The announcement was made “after intensive debate” at the conclusion of the general assembly of the German bishops’ conference, which was held Feb. 19 – 22 in the Bavarian city of Ingolstadt, and attended by 62 members of the bishops’ conference under the leadership of conference chairman Marx.
The press release declares that its premise is that “in individual cases, the spiritual hunger for receiving Communion together in interdenominational marriages can be so strong that it could jeopardize the marriage and the faith of the spouse.” The statement goes on to say that this applies all the more to spouses who “already want to live out their marriage very consciously” as a Christian couple.
The central message of the handout is “that everyone in a marriage that binds denominations,” after a “mature examination in a spiritual conversation with their priest or another person charged with pastoral care, that has come to a decision of conscience to affirm the Faith of the Catholic Church as well as thereby concluding a ‘grave spiritual need’ as well as fulfilling the desire to receive the Eucharist, may approach the Lord’s table and receive Communion.”
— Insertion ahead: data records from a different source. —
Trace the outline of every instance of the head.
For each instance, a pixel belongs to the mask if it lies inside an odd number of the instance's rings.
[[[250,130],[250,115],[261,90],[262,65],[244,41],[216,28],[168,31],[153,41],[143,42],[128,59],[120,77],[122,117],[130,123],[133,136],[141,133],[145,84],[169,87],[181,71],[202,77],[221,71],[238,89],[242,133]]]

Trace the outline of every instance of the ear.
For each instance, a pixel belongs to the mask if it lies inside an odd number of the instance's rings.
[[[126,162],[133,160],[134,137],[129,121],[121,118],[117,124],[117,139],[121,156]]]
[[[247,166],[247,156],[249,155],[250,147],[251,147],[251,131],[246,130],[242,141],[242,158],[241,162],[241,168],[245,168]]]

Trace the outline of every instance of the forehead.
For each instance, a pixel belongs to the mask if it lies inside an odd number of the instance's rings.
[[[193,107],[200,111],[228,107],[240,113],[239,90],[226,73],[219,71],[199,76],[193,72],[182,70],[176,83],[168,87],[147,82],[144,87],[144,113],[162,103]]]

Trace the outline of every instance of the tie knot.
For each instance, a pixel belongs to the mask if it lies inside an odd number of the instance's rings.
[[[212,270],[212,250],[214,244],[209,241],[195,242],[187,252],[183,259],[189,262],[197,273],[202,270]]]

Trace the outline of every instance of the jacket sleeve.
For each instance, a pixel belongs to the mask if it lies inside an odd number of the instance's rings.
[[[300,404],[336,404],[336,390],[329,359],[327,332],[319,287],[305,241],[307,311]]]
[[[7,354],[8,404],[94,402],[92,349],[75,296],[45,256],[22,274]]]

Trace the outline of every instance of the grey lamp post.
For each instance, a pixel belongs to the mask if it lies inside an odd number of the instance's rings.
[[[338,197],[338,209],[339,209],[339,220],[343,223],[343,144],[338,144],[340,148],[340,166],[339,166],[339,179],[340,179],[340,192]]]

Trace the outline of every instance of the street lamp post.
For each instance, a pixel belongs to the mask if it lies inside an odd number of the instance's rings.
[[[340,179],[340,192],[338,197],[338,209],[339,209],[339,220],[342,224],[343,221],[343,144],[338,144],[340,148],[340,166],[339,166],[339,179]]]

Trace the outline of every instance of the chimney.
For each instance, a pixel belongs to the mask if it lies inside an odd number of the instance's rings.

Marx’s statement emphasizes: “We are talking about decisions in individual cases that require a careful spiritual discernment.”
The handout is expected to be published in a few weeks’ time.
The Code of Canon Law states that in the danger of death or if “some other grave necessity urges it,” Catholic ministers licitly administer penance, Eucharist, and anointing of the sick to Protestants “who cannot approach a minister of their own community and who seek such on their own accord, provided that they manifest Catholic faith in respect to these sacraments and are properly disposed.”
The bishops’ announcement follows a discussion of such a proposal at a previous general assembly held in the spring of 2017.
According to Archbishop Ludwig Schick of Bamberg in a report in the German diocesan newspaper Tag des Herrn from March 2017, Schick is quoted as saying that the bishops were seeking “a responsible decision” on the question of non-Catholic partners in interdenominational marriages in individual cases by pastoral means.
On Dec. 31 2016, the website of the Lutheran ecclesial community in Germany reported that Bishop Franz-Josef Bode of Osnabrück was hoping for a recognition of what was already the case, namely, that in many places, Protestants went to Communion with their Catholic spouses. “We have to give a foundation to what often already is in place in practice,” the website quotes Bode from an interview with the Lutheran press agency EPD.
Bode, who also attended the 2014-2015 Synods of Bishops on the family, was elected vice-chairman to the German bishops’ conference Sept. 26, 2017.